Georgia needs ambition

The era of small-ball government is over.

That is a lesson from this year’s election that Republicans and Democrats alike ought to take to heart. Doing so would end an era born from the 2002 election, from which they learned a very different lesson.

Whatever else one might say about Roy Barnes’ one term as governor, it was active: curbing teacher tenure and ending social promotion; creating the Georgia Regional Transportation Authority and building the Northern Arc; cracking down on so-called predatory lenders; and, of course, changing the state flag.

Not all of those efforts succeeded but, agree or disagree with them, they were part of an ambitious agenda.

Barnes’ tenure followed eight years under Zell Miller, another ambitious governor. Miller created the lottery and the HOPE scholarship, signed tougher sentencing guidelines for repeat offenders, led the state through Atlanta’s pre-Olympic build-up and tried, unsuccessfully, to change the flag.

He also was nearly voted out of office in 1994. Eight years later, Barnes lost his own re-election bid.

Since then, both Republicans and Democrats in Georgia have acted as if they held a common belief: Ambition gets you beat.

There was a lot of pent-up ambition among GOP supporters soon after Sonny Perdue unseated Barnes. For a time, progress was made: tort reform, a charter schools commission, school vouchers for special-needs students, a streamlining of state agencies.

But momentum soon slowed. Twelve years later, much of that ambition remains unrealized.

The tax code remains antiquated and geared toward special-interest breaks. School choice has spread slowly and unevenly. Meaningful reform for public schools has ground to a halt.
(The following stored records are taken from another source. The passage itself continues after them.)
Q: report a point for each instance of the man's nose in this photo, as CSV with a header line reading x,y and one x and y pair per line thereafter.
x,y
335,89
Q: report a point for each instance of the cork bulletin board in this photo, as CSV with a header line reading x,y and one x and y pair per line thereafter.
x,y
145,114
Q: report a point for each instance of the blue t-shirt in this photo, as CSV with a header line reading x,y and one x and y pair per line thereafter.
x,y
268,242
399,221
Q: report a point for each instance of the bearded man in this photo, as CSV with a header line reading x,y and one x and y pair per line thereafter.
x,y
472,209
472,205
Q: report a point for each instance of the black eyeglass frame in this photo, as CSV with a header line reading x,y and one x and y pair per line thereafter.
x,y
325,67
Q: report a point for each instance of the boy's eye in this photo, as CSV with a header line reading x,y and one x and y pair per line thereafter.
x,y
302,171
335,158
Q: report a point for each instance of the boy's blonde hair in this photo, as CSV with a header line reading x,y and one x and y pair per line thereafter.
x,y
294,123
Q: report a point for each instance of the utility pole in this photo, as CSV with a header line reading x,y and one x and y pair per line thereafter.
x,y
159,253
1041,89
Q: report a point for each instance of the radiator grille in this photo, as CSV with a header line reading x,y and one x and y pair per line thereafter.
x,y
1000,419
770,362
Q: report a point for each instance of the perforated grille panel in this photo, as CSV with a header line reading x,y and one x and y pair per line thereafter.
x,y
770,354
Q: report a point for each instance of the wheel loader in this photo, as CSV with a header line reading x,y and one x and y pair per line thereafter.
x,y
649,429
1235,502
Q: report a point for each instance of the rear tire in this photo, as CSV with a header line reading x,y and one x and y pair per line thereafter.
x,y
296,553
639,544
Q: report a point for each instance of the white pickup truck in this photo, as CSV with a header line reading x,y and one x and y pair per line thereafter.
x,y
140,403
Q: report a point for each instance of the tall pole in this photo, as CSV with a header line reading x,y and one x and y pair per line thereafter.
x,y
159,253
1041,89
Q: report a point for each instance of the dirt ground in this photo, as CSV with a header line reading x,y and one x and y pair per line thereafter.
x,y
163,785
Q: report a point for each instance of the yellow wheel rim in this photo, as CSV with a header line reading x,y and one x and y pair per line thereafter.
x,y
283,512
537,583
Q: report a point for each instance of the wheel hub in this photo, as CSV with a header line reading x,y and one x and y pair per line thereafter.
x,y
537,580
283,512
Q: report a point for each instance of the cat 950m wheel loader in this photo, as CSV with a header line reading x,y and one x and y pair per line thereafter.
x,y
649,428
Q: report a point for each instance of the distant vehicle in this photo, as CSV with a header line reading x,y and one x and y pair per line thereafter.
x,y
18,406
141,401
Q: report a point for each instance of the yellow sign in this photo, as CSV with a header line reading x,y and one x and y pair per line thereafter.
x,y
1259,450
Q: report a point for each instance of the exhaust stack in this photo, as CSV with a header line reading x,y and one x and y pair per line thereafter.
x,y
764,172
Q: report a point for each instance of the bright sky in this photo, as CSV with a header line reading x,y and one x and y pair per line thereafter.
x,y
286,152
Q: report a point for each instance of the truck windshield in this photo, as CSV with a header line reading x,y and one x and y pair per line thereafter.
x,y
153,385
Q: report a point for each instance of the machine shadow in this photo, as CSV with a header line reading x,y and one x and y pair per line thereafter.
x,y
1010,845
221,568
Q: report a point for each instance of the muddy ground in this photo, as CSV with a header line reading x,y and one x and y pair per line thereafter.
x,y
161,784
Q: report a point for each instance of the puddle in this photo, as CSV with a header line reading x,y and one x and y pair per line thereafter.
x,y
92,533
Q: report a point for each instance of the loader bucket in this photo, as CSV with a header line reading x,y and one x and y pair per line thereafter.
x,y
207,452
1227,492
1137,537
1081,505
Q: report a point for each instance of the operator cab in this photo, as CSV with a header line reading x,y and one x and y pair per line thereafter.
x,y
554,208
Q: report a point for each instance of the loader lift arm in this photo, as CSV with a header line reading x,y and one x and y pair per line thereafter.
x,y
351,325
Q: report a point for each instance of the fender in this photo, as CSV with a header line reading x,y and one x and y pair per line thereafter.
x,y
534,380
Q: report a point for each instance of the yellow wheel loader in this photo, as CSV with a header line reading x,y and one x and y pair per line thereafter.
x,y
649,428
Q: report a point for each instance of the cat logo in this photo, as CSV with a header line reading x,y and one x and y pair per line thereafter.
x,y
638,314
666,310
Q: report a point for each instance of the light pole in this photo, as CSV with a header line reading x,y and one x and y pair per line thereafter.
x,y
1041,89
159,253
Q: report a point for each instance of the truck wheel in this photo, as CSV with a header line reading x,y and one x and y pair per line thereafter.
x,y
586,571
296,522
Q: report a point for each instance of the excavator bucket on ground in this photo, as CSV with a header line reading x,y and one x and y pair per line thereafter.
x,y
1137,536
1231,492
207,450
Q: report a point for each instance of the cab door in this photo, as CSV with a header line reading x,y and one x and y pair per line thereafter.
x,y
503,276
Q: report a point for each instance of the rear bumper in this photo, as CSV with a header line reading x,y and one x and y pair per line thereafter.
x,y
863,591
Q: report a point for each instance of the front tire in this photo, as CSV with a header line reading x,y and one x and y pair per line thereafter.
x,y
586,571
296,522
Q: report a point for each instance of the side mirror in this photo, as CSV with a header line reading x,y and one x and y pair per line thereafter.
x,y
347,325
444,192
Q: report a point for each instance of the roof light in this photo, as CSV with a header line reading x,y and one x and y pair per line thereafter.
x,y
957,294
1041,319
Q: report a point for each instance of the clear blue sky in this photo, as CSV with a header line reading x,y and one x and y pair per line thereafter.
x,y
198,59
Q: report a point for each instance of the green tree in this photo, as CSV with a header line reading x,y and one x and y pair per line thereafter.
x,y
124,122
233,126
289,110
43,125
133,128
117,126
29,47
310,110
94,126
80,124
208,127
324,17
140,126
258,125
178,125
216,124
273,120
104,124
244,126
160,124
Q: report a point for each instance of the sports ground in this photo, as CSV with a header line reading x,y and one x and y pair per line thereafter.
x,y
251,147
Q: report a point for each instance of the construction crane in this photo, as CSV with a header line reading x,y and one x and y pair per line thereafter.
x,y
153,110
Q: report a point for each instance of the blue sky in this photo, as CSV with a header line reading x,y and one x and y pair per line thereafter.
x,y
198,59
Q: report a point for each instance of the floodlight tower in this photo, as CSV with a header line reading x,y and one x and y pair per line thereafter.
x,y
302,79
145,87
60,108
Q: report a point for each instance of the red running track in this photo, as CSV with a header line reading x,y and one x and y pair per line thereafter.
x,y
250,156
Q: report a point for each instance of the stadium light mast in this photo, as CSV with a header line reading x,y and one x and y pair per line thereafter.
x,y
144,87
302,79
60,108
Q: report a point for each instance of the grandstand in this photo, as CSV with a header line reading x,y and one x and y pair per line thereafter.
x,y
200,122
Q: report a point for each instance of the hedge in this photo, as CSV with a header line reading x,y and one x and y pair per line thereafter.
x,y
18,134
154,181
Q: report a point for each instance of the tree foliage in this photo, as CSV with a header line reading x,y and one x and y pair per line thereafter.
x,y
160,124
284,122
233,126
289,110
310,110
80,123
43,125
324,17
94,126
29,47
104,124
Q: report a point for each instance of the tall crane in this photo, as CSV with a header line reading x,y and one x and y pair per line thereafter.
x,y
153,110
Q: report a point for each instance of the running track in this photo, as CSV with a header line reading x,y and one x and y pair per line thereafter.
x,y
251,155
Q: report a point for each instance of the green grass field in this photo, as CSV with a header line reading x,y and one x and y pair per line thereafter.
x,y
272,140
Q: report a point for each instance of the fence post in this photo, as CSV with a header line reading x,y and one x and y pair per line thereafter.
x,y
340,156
Significant transportation projects are teed up with agonizing infrequency. I could go on.

Yes, the state was still rebounding from one recession in 2003 and was walloped by another in 2008. But there was a time in between that was ripe for bigger changes — and there’s time now to pursue what so far has been put off.

Bigger changes need not result in bigger government. Closing tax loopholes and lowering marginal rates wouldn’t grow government. Giving more families alternatives to the public-school monopoly wouldn’t grow government. Spending existing gas-tax revenues on transportation wouldn’t grow government.

Ambition shouldn’t be a dirty word.

This year’s election wasn’t as close as many of us thought it would be, but there are reasons to believe Republicans aren’t quite as strong as their final margins made them out to be.

The growth in the electorate was in metro Atlanta, and it tilted heavily toward Democrats. Thousands of voters stayed home in the rest of the state, and only slightly more of the no-shows voted Democrat than Republican in 2010. Some suburbs — Douglas, Henry and Newton counties — flipped to the Democrats. Gwinnett inched a few points closer to doing so.

Imagine if Democrats had run on a real platform, instead of a gimmick and a barrage of negative ads.

Two ideas Gov. Nathan Deal promoted during the campaign, an overhaul of the state’s outdated school-funding formula and state intervention in low-performing school districts, have the potential to move the needle on education.

But Georgia’s future success requires some equally ambitious thinking about other pressing issues. So does the Georgia GOP’s.